External feedback is most often considered that from customers:

Many organizations have one or more mechanisms for obtaining feedback from customers.  It may be done from within or with an outside party who gathers data and measures it.  This is used for different purposes, very often to help define or determine:  "How we are doing."   This information very often is factored in both short and long range planning or strategies.  Such mechanisms often fail to serve the purpose of building and maintaining long-range customer focus.  One main reason is, even if effective, they are perceived at the customer level by team members as business projects and programs which determines where the focus goes long-term. 

This tool, because it is not a system or program, gives ownership directly to operational teams and their leaders at the customer level.  It is a "good news, bad news" story.  The good news is leaders can start today as there is no start up or setup, with the bad news being they will never finish.  Leaders can "run with it", have fun with it, learn by doing, become heroes and build relationships.  They want and need the support of management in terms of knowledge and participation in order to create and measure the feedback so they have confidence that they will be successful. 

As team leaders begin to succeed an important side benefit is their role as coach and leader becomes easier due to some relief from the inevitable "caught in the middle" syndrome.  As focus, priorities, and peer review begins to be customer-driven.  For  leaders, their subordinates, and their supervisors alike their actions and decisions have an objective (customer service) and are not personal.

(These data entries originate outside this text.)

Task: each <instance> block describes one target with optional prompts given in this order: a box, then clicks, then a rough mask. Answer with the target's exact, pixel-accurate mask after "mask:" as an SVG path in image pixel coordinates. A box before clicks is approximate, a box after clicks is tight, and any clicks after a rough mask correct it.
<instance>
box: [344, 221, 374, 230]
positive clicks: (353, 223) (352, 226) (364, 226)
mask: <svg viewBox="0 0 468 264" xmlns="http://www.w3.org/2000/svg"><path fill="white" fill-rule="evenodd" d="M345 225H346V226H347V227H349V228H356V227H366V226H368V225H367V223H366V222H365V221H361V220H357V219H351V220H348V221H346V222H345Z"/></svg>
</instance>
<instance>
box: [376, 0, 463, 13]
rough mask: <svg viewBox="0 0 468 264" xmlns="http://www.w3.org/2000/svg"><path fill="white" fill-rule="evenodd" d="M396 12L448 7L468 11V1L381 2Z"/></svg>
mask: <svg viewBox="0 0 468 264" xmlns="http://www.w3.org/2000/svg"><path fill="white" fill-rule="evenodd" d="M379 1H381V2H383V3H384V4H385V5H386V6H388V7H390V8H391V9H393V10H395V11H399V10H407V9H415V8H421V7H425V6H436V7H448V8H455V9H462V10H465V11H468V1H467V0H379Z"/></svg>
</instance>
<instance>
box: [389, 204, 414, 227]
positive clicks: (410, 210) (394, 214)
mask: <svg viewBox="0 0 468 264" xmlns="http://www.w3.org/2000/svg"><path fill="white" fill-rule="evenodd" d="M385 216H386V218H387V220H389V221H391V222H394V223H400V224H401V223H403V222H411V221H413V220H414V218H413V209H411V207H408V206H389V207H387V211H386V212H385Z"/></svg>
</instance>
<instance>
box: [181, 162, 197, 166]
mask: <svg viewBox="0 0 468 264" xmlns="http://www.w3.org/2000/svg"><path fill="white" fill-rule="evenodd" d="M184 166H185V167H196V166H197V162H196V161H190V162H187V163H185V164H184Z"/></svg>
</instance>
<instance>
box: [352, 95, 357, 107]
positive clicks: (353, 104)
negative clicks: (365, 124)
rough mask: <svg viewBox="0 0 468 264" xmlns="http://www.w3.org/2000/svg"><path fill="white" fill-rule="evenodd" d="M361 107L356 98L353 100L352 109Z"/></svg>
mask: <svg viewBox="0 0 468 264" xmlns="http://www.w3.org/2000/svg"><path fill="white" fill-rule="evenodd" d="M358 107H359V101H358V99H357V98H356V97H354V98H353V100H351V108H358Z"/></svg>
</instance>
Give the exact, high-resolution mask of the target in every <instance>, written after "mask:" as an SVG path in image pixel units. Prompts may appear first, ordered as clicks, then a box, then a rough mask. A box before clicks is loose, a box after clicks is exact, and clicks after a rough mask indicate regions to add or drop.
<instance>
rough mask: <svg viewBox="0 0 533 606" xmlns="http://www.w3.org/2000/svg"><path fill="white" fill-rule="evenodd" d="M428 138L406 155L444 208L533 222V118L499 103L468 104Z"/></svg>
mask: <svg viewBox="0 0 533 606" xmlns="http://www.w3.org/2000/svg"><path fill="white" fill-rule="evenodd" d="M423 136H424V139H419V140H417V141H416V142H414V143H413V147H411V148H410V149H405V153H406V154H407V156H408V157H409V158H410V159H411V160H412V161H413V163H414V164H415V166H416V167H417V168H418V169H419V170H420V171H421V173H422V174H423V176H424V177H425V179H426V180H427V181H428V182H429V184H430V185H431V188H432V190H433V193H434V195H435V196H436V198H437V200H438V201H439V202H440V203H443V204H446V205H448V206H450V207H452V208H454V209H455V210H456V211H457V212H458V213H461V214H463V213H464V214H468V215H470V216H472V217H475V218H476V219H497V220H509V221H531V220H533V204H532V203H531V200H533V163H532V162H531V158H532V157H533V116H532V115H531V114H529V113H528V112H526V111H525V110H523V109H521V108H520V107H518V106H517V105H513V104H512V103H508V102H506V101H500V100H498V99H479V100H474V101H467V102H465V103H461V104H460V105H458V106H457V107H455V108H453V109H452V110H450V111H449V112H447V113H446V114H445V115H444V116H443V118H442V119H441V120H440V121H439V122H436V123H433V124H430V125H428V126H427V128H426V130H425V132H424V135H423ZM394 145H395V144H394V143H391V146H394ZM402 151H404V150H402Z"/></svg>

The general rule is, feedback from customers is communicated completely in writing either on paper or electronic and is proactive so as not to interfere with the service/product delivery systems in place.  This provides team members with a "snapshot" of their efforts which can be bulletined or broadcasted and shared with everyone.  In the how-to section of the site we emphasize the importance of maintaining seven characteristics to feedback to lead relationships.